At the Closing of the Mergers, the Consonus Principal Stockholder will provide a loan to Xxxxxxx X. Xxxxx in the principal amount of $100,000, with interest at twelve percent (12%), which loan will be secured by 21,142 shares of Company Common Stock issued to Xxxxxxx X. Xxxxx in connection with the Mergers (the “X. Xxxxx Closing Loan”).
Upon the successful completion of an initial public offering by the Company, if Xxxxxxx X. Xxxxx is at such time still employed by STI and/or the Company as the Chief Executive Officer of such entity, the Consonus Principal Stockholder will fund a cash bonus in the minimum amount of $589,593 and maximum amount of $624,688 to Xxxxxxx X. Xxxxx or to such recipients as Xxxxxxx X. Xxxxx may direct. A portion of such cash bonus will be paid in the form of forgiveness of the X. Xxxxx Closing Loan.
Executive Vice President of Sales & Marketing/Vice President of Sales and Marketing Bonus:
At or immediately prior to the Closing of the Mergers, STI will provide as a bonus to Xxxxxxx X. Xxxxx, the forgiveness and cancellation of any and all amounts owed to STI pursuant to the Loan Agreement by and between STI and Xxxxxxx X. Xxxxx, effective April 17, 1998, as amended April 1, 2003 and March 31, 2005.
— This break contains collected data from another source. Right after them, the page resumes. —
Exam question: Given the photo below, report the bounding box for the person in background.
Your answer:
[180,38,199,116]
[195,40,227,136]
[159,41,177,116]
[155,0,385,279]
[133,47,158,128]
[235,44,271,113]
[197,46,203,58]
Upon the successful completion of an initial public offering by the Company, if Xxxxxxx X. Xxxxx is at such time still employed by STI and/or the Company as the Executive Vice President of Sales & Marketing and/or Vice President of Sales & Marketing of such entity, the Consonus Principal Stockholder will fund a cash bonus in the minimum amount of $159,935 and maximum amount of $169,455 to Xxxxxxx X. Xxxxx or to such recipients as Xxxxxxx X. Xxxxx may direct.